Property Based Testing

In software testing, we often want to examine a space of possibilities, and check that something remains true in the entire space.

A nice approach for this is “property-based testing”. It can take some work and creativity to find ways to use it, but when you find a good one, property-based testing has a lot of power.

The examples below will all use the hypothesis library:

Toy Example: Inverse Operations

Here’s a toy example: let’s say we have a serialize method that turns some text into binary, and a deserialize method that turns binary back into text.
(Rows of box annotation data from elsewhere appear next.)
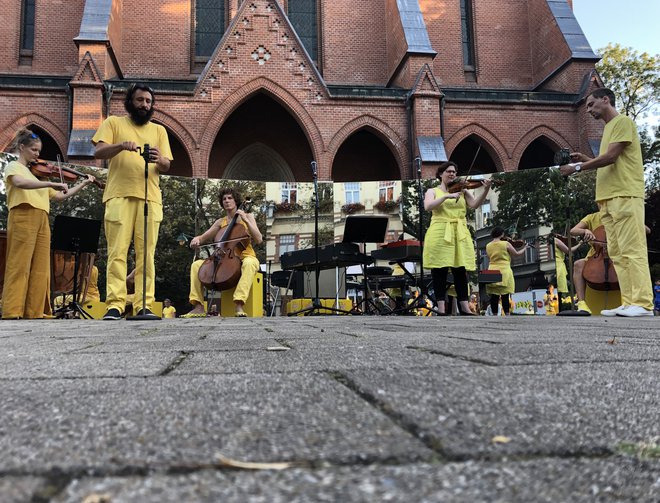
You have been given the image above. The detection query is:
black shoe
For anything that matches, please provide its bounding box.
[103,308,121,321]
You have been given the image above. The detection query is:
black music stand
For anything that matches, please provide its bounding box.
[287,161,353,316]
[343,215,389,313]
[51,215,101,319]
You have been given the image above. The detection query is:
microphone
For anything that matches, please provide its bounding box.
[142,143,151,162]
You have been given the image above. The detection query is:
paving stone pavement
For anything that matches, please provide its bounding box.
[0,316,660,503]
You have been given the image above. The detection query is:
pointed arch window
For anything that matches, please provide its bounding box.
[460,0,476,73]
[20,0,35,63]
[287,0,319,62]
[195,0,226,62]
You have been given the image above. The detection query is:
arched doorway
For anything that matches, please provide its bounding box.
[449,134,497,175]
[332,129,401,182]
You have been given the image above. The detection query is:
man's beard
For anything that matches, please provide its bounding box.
[126,103,154,126]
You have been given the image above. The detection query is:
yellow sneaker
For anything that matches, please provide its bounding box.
[578,300,591,314]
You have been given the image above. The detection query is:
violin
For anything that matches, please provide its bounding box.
[28,159,105,189]
[197,198,251,291]
[447,177,504,194]
[502,236,534,250]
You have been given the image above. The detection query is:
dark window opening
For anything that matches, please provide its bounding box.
[19,0,35,64]
[288,0,318,62]
[195,0,225,61]
[461,0,476,72]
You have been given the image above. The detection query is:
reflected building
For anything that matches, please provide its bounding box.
[0,0,601,181]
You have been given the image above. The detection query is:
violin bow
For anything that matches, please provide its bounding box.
[465,142,481,177]
[57,154,64,183]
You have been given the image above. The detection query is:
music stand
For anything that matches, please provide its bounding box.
[51,215,101,319]
[343,215,389,313]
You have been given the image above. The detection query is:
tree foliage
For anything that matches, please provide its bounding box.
[596,44,660,189]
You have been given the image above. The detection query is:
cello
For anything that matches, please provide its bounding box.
[582,225,619,291]
[197,198,250,291]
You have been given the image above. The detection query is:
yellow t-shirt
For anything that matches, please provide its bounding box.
[580,212,603,258]
[92,116,173,204]
[596,114,644,201]
[5,161,57,213]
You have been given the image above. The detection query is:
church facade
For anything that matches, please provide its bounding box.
[0,0,600,182]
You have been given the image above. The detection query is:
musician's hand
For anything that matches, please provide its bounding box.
[50,182,69,194]
[121,141,138,152]
[582,229,596,243]
[559,164,575,176]
[570,152,590,162]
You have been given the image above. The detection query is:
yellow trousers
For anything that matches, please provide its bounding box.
[598,197,653,311]
[188,255,259,305]
[2,204,51,319]
[104,197,163,312]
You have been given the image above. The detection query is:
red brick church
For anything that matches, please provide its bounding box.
[0,0,599,181]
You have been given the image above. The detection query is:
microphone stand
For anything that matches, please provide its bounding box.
[402,156,439,314]
[126,143,160,321]
[553,169,591,316]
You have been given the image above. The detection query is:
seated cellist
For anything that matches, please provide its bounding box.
[182,188,263,318]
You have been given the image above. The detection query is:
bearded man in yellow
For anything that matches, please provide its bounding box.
[92,84,173,320]
[560,88,653,317]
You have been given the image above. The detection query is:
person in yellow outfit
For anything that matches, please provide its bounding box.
[486,227,528,316]
[163,299,176,318]
[570,212,602,314]
[2,128,94,319]
[92,84,173,320]
[543,283,559,316]
[182,188,263,318]
[560,88,653,317]
[423,162,492,315]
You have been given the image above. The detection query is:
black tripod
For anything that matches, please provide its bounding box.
[126,143,160,321]
[287,161,350,316]
[52,215,101,319]
[343,215,389,314]
[396,156,438,314]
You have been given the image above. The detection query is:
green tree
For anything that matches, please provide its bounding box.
[596,44,660,187]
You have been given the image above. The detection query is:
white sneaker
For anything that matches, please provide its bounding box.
[616,306,653,318]
[600,306,628,316]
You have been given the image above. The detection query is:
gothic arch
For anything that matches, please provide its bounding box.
[328,115,406,171]
[0,113,69,155]
[153,110,197,159]
[446,124,509,171]
[511,126,570,166]
[199,77,323,167]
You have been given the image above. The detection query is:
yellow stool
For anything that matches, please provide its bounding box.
[584,286,621,314]
[220,272,264,318]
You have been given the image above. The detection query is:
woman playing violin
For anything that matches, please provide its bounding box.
[2,128,94,319]
[424,162,491,315]
[486,227,529,316]
[182,188,263,318]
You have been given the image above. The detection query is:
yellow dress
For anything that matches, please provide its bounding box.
[486,241,516,295]
[424,187,477,271]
These are inverse operations, which makes it easy to think about possibility spaces to examine.

For example, for the entire possibility space of “pieces of text”, this should be true:

assert input_text == deserialize(serialize(input_text))

Traditionally, we’d dream up a bunch of input examples ourselves and implement them one-by-one as unit tests:

def test_serialize_hello():
    assert 'hello' == deserialize(serialize('hello'))

def test_serialize_with_spaces():
    assert 'this has spaces' == deserialize(serialize('this has spaces'))

def test_serialize_emoji():
    assert 'wow 😀😀😀 wow' == deserialize(serialize('wow 😀😀😀 wow'))

# ...and so on

We can DRY that up a bit using parameterized tests:

import pytest

@pytest.mark.parametrize("input_text", [
    'this has spaces',
    'wow 😀😀😀 wow',
def test_serialize(input_text):
    assert input_text == deserialize(serialize(input_text))

But, we’re still limited by the examples we can think of - we won’t come up with the really weird ones that expose edge cases.

Better to let the robots create examples for us:

from hypothesis import given, strategies as st

def test_serialize(input_text):
    assert input_text == deserialize(serialize(input_text))

Without further configuration, that test will come up with 200 strings of unicode - it will come up with stranger things than you can readily imagine, and will give you a replicable example when it finds a string that fails this test. You can configure the hypothesis library to come up with however many examples you want - you could for example search 200 during fast pre-commit test runs, but run 100,000 examples for a nightly CI run.

This is a powerful and ergonomic way to search a possibility space, and it’s called “property based testing” - the idea is that we want to check that some “property” is true throughout the entire space, so we sample widely within the space and look for counterexamples. These counterexamples point us toward bugs with our software.

Real Example: Implementation Migrations

Another is a case where you have a working implementation of a piece of logic to use as a reference, and you want to replace it with another implementation that behaves identically.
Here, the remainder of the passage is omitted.